From d2bf6dfb020f5d22683b37ba84d38cbfb8f3b15e Mon Sep 17 00:00:00 2001
From: Benoit Favre <benoit.favre@lis-lab.fr>
Date: Tue, 2 Jun 2020 10:35:09 +0200
Subject: [PATCH] add compatibility with bibliovid data

---
 data.py  | 16 +++++++++++++++-
 model.py | 37 ++++++++++++++++++++++++++++---------
 2 files changed, 43 insertions(+), 10 deletions(-)

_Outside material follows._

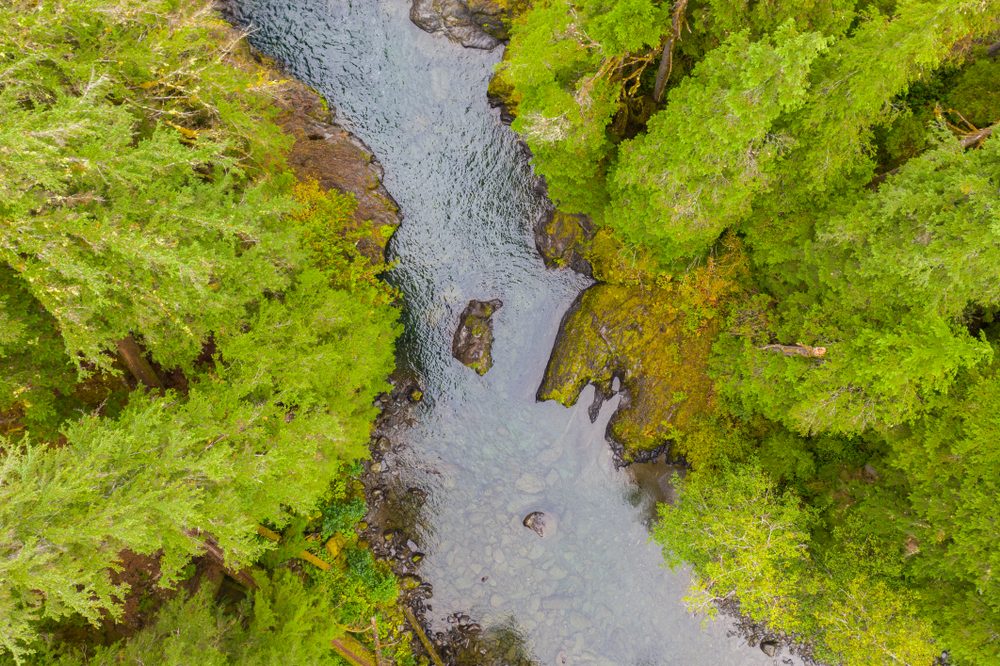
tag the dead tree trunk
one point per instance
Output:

diff --git a/data.py b/data.py
index 6891e11..ef21491 100644
--- a/data.py
+++ b/data.py
@@ -24,10 +24,17 @@ def to_int(tokenizer, label_vocab, hparams, dataset):
   int_labels = []
   sorted_labels = list(sorted(label_vocab.keys(), key=label_vocab.get))
 
-  for article in dataset:
+  for i, article in enumerate(dataset):
+    for feature in hparams.selected_features:
+      if feature not in article or article[feature] is None:
+        article[feature] = ''
     text = ' | '.join([''.join(article[feature]) for feature in hparams.selected_features])
     int_texts.append(bert_text_to_ids(tokenizer, text, hparams.max_len))

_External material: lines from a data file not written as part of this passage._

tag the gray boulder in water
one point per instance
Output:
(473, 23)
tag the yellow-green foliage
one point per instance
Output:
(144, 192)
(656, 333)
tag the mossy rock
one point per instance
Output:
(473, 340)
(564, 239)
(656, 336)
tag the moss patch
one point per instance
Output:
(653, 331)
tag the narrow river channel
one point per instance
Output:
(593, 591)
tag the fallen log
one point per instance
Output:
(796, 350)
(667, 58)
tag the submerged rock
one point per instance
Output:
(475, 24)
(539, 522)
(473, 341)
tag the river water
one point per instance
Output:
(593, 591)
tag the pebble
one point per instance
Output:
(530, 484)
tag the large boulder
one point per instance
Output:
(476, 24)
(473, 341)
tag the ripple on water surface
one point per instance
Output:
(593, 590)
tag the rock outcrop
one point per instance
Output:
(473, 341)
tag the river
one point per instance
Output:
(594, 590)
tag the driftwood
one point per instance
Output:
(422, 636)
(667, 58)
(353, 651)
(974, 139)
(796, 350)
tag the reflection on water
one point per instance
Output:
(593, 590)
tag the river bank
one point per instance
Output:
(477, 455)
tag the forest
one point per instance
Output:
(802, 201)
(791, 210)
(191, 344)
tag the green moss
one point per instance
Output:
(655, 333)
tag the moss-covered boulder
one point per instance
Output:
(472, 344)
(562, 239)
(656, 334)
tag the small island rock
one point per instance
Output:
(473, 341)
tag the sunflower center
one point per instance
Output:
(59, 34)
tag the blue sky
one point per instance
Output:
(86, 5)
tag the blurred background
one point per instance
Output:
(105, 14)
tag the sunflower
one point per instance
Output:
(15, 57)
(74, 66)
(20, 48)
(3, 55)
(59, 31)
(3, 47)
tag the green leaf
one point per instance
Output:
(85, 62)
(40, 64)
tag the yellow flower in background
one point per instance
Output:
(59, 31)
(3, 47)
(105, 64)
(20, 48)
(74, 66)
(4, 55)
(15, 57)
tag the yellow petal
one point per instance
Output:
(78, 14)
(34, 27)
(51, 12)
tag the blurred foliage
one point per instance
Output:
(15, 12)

     int_labels.append([1 if 'topics' in article and label in article['topics'] else 0 for label in sorted_labels])
+    if hparams.augment_data and i > hparams.valid_size: # don't forget to skip valid set
+      text = ' | '.join([''.join(article[feature] if feature != 'abstract' else '') for feature in hparams.selected_features])
+      int_texts.append(bert_text_to_ids(tokenizer, text, hparams.max_len))

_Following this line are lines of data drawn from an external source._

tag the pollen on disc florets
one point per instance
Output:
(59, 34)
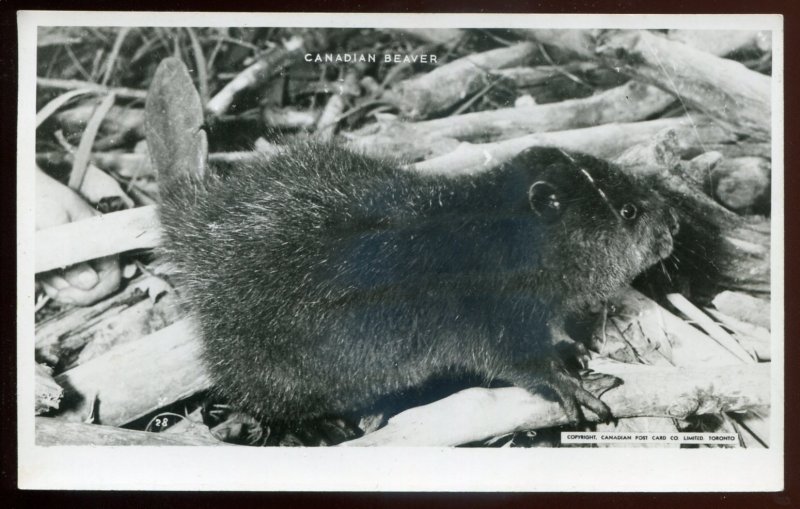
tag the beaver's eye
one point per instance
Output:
(628, 211)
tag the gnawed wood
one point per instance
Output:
(136, 378)
(723, 89)
(448, 84)
(628, 103)
(96, 237)
(475, 414)
(50, 432)
(47, 393)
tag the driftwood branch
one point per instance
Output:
(449, 84)
(476, 414)
(96, 237)
(606, 141)
(136, 378)
(628, 103)
(723, 89)
(48, 393)
(269, 65)
(125, 93)
(80, 334)
(51, 431)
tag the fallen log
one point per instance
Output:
(50, 431)
(606, 141)
(136, 378)
(725, 90)
(47, 393)
(79, 334)
(269, 65)
(96, 237)
(475, 414)
(629, 103)
(448, 84)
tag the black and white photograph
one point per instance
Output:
(357, 252)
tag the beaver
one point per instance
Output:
(323, 279)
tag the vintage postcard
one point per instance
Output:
(400, 252)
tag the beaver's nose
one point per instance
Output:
(673, 221)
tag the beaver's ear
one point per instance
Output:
(544, 200)
(174, 123)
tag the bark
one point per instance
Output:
(136, 378)
(725, 90)
(50, 432)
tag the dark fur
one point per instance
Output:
(323, 280)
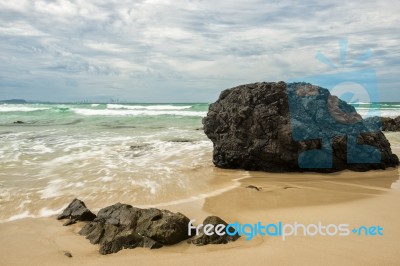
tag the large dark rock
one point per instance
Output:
(122, 226)
(76, 211)
(204, 239)
(267, 126)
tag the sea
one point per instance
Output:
(141, 154)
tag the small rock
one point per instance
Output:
(204, 239)
(254, 187)
(122, 226)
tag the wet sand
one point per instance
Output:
(370, 198)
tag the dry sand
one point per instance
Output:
(370, 198)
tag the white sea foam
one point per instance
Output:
(147, 107)
(14, 108)
(122, 112)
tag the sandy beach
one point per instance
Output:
(369, 198)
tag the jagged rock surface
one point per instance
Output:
(251, 128)
(204, 239)
(76, 211)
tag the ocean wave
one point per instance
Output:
(13, 108)
(119, 112)
(147, 107)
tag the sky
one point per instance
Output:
(187, 51)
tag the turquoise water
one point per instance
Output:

+      int_labels.append([1 if 'topics' in article and label in article['topics'] else 0 for label in sorted_labels])
 
   return int_texts, int_labels
 
@@ -46,6 +53,11 @@ def load(tokenizer, hparams):
   label_vocab = dict(label_vocab)
 
   dataset = [article for article in articles if 'topics' in article] # and 'abstract' in article]
+  assert len(dataset) > 0
+
+  hparams.valid_size = int(hparams.valid_size_percent * len(dataset) / 100.0)
+  assert hparams.valid_size > 0
+
   missing_abstracts = 0
   for article in dataset:
     if 'abstract' not in article or article['abstract'] == []:
@@ -59,5 +71,7 @@ def load(tokenizer, hparams):
 
   train_set = CustomDataset(int_texts[hparams.valid_size:], int_labels[hparams.valid_size:])
   valid_set = CustomDataset(int_texts[:hparams.valid_size], int_labels[:hparams.valid_size])
+  print('training set', len(train_set))
+  print('valid set', len(valid_set))
 
   return train_set, valid_set, label_vocab
diff --git a/model.py b/model.py
index a60163b..458af4a 100644
--- a/model.py
+++ b/model.py
@@ -1,4 +1,5 @@
 from argparse import ArgumentParser
+import sys
 
 import torch
 import torch.nn as nn
@@ -25,8 +26,8 @@ def binary_f1_score_with_logits(y_pred, y_true, epsilon=1e-7):
   recall = tp / (tp + fn + epsilon)
 
   f1 = 2 * (precision * recall) / (precision + recall + epsilon)
-  #f1 = f1.clamp(min=epsilon, max=1 - epsilon)
-  f1 = torch.where(torch.isnan(f1), torch.zeros_like(f1), f1)
+  f1 = f1.clamp(min=epsilon, max=1 - epsilon)
+  #f1 = torch.where(torch.isnan(f1), torch.zeros_like(f1), f1)
 
   return 1 - f1.mean()
 
@@ -65,17 +66,34 @@ class Model(LightningModule):
     x, y = batch
     y_hat = self(x)
     loss = self.loss_function(y_hat, y)
-    num_correct = torch.sum((y_hat >= 0) == y)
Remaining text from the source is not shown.